RUDDER: Return Decomposition for Delayed Rewards
Jose A. Arjona-Medina
and
Michael Gillhofer
and
Michael Widrich
and
Thomas Unterthiner
and
Sepp Hochreiter
arXiv e-Print archive - 2018 via Local arXiv
Keywords:
cs.LG, cs.AI, math.OC, stat.ML
First published: 2018/06/20 (6 years ago) Abstract: We propose a novel reinforcement learning approach for finite Markov decision
processes (MDPs) with delayed rewards. In this work, biases of temporal
difference (TD) estimates are proved to be corrected only exponentially slowly
in the number of delay steps. Furthermore, variances of Monte Carlo (MC)

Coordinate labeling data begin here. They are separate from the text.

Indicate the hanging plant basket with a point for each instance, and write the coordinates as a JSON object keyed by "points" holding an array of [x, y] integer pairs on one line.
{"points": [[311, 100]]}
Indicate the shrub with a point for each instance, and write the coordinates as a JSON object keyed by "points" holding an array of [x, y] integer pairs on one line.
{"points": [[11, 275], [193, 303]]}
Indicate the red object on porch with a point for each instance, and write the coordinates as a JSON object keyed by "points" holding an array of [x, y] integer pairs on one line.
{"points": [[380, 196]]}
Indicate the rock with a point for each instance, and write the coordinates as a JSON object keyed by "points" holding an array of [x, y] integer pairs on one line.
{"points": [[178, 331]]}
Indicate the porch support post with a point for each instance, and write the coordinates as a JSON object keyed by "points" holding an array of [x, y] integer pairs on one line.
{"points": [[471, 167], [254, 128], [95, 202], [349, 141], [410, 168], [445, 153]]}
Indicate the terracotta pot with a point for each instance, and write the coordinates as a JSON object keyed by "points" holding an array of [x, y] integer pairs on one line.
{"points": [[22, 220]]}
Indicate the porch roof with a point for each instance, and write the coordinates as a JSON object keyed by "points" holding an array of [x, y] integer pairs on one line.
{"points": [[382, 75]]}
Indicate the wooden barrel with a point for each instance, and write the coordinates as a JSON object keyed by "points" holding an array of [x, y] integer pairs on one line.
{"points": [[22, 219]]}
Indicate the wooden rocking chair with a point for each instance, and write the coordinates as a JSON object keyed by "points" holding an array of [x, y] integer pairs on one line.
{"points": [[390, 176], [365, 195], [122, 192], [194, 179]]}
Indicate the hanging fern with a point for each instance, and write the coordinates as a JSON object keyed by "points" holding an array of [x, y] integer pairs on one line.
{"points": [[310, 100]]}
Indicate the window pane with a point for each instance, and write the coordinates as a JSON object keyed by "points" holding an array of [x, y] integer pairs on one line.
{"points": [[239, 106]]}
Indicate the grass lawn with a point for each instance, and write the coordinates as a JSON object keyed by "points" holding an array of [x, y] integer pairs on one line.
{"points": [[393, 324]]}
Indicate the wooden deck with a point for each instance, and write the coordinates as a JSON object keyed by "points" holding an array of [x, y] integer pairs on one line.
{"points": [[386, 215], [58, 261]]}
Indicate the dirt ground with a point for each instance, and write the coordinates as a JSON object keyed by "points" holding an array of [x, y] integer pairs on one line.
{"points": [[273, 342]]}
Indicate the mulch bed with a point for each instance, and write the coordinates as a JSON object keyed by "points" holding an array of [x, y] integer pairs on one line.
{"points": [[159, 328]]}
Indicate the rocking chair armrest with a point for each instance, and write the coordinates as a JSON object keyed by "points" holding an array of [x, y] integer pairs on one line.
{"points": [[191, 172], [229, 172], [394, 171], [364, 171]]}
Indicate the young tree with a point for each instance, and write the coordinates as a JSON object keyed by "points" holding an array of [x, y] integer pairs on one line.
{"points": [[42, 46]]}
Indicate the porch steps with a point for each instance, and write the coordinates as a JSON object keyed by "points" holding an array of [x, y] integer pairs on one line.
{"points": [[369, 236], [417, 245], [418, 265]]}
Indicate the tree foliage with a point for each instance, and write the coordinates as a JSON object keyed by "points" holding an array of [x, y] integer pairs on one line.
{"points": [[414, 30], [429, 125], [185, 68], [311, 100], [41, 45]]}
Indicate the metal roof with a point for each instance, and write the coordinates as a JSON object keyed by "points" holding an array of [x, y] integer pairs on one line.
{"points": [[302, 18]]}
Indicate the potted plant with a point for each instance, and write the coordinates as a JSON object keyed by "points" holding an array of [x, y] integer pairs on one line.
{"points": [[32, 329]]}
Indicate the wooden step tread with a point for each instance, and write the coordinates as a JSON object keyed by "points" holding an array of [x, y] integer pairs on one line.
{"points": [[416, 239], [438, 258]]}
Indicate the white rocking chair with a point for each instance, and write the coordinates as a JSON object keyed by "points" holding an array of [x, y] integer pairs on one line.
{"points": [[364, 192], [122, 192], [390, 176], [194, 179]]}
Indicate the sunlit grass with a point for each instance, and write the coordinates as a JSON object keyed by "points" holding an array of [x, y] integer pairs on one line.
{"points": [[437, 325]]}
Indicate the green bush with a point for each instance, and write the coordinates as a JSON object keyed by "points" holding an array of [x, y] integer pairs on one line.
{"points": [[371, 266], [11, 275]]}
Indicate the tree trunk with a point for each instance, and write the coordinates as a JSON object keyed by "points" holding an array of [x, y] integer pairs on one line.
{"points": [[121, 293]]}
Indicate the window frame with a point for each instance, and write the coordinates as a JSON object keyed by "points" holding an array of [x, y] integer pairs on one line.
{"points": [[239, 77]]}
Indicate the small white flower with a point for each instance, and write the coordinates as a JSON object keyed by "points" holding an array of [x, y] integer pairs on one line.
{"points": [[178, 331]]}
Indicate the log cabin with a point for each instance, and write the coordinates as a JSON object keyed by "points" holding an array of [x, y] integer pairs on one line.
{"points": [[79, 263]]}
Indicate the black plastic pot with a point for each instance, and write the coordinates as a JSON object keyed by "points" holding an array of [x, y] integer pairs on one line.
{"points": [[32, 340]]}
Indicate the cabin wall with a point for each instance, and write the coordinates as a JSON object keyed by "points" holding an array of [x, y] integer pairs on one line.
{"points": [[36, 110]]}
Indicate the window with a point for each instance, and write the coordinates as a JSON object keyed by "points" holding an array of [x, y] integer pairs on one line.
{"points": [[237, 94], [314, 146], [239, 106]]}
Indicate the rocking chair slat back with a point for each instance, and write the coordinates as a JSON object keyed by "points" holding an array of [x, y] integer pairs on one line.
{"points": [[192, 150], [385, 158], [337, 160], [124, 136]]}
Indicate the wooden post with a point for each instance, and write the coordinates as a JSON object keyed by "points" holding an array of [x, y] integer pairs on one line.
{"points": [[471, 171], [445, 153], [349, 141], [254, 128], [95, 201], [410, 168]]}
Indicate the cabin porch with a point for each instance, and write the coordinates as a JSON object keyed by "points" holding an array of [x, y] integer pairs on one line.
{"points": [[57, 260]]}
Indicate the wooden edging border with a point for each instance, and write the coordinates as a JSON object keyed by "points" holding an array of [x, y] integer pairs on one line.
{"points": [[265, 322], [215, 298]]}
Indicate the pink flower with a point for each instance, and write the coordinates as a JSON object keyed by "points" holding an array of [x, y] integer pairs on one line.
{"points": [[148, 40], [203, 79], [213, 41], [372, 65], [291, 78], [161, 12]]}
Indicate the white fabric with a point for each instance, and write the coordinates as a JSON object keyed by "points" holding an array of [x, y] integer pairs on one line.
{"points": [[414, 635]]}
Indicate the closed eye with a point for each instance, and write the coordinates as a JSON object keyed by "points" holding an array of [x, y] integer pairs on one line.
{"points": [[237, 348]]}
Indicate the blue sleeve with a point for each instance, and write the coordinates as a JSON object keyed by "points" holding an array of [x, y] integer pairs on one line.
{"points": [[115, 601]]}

estimates are proved to increase the variance of other estimates, the number of
which can exponentially grow in the number of delay steps. We introduce RUDDER,
a return decomposition method, which creates a new MDP with same optimal
policies as the original MDP but with redistributed rewards that have largely
reduced delays. If the return decomposition is optimal, then the new MDP does
not have delayed rewards and TD estimates are unbiased. In this case, the
rewards track Q-values so that the future expected reward is always zero. We
experimentally confirm our theoretical results on bias and variance of TD and
MC estimates. On artificial tasks with different lengths of reward delays, we
show that RUDDER is exponentially faster than TD, MC, and MC Tree Search
(MCTS). RUDDER outperforms rainbow, A3C, DDQN, Distributional DQN, Dueling
DDQN, Noisy DQN, and Prioritized DDQN on the delayed reward Atari game Venture
in only a fraction of the learning time. RUDDER considerably improves the
state-of-the-art on the delayed reward Atari game Bowling in much less learning
time. Source code is available at https://github.com/ml-jku/baselines-rudder,
with demonstration videos at https://goo.gl/EQerZV.